Aile çocuğun anlayacağı sözcüklerle yanlışsız bilgi vermelidir. İnanç ilgisinin kurulması için dürüstlük kıymetlidir. Çocukların tedavi yahut ameliyat öncesi devirde bilgilendirilmemesi farklı meseleler yaratabilir. Sorunu saklamak, açıklamaktan kaçınmak, sorularını geçiştirmek çocuğun yetişkinlere duyduğu inancı sarsar. Hastane bakılırsavlilerine ve yapılacak süreçlere çok reaksiyon verebilir. Bu durum onun gelecekte yaşayabileceği hastane tecrübelerine karşı olumsuz tavır geliştirmesine de yol açabilir.

Tüm detaylar çocukla paylaşılırken dikkatli olunmalıdır zira kimi vakit fazlaca fazla bilgi vermek ürkütücü olabilir. Yetişkinler yapılacak tıbbi süreçler konusunda emin değillerse, yanlışsız olmayan bilgiyi aktarmak yerine, “Bilmiyorum” karşılığını vermelidirler.

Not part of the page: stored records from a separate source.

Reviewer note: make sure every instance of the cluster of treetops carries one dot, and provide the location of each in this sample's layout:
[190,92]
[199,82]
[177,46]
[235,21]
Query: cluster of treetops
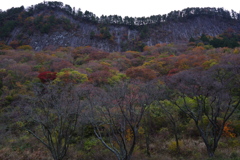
[228,39]
[13,17]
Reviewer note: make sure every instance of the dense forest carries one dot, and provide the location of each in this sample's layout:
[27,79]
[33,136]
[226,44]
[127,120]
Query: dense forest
[169,101]
[53,24]
[164,101]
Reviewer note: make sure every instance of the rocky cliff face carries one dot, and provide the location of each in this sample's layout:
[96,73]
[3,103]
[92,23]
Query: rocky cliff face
[122,37]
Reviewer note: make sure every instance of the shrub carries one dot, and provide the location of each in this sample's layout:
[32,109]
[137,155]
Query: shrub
[25,47]
[47,76]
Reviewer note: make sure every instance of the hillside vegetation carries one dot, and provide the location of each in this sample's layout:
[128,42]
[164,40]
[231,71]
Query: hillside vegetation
[169,101]
[52,24]
[76,86]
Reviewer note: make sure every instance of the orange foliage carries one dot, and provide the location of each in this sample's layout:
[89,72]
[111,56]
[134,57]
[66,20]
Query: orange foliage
[228,131]
[141,73]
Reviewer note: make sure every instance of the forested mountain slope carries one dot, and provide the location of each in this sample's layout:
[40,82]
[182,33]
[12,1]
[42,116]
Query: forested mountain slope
[52,24]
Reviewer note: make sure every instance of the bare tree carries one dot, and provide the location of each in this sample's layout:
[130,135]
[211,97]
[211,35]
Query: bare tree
[118,112]
[51,115]
[207,94]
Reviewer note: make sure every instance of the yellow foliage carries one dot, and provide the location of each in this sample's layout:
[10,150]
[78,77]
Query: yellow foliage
[129,135]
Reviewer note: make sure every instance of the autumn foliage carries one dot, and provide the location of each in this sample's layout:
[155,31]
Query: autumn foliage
[47,76]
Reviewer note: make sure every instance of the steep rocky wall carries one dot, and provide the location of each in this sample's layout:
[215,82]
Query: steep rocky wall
[163,33]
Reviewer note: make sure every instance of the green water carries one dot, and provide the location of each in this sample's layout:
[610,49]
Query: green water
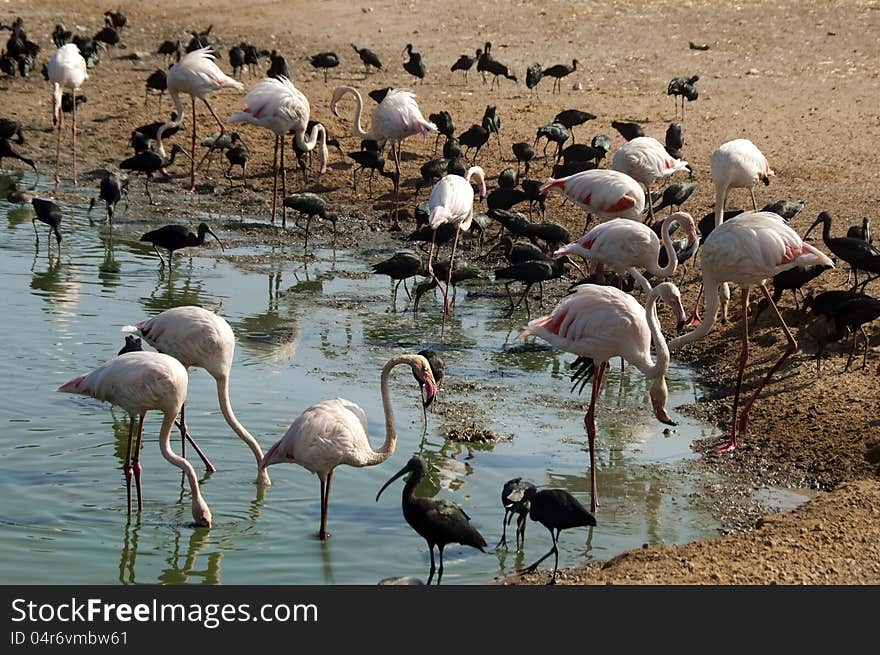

Çocuk yaşadığı endişe ve acı niçiniyle ağlayabilir, ona bunun doğal bir reaksiyon olduğu söylenmeli ve sakinleştirilmelidir. “Korkma acımayacak” demek yerine ”acıyabilir lakin iyileşebilmen için bu sürecin yapılması gerekiyor” halinde bir açıklama yapmak daha uygundur.

Hastanede kalış sürecinde çocuk sessiz yahut öfkeli davranabilir. Bunlar gerilime karşı doğal reaksiyonlardır. Çocuk hislerini, dehşetlerini tabir etmesi konusunda yönlendirilmelidir. Ağlamanın doğal olduğu, öfke, endişe ve acıdan arınmanın sağlıklı bir yolu olduğu kendisine iletilmelidir.

Gerileme davranışı hastanede tedaviye çoğunlukla gösterilen bir yansıdır. Bu süreçte evvelki gelişim evrelerinde gözlemlenen kimi davranışların çocuk tarafınca bir daha sergilenmesi olağan karşılanmalıdır.

Hastanede kalış müddetince olağan aktifliklerin devam etmesi için çocuk desteklenmelidir. Meskenden getirilecek oyunlar, okulla ilgili ödevler, arkadaş ziyaretleri günlük hayatın süreklilik göstermesinde değerlidir.

Öteki kardeşlerin ziyaret ve konuşmalara katılmaları sağlanmalıdır. Onların da kimi tasaları vardır ve hastanede kalacak çocuğun davranışlarını etkileyebilirler.

Çocuk tekrar konuta döndüğünde özel bir kutlama yapılabilir. Bu özel kutlamaya ait planlar önce çocuğa aktarılırsa hastaniçin çıkacağı konusunda emin olur.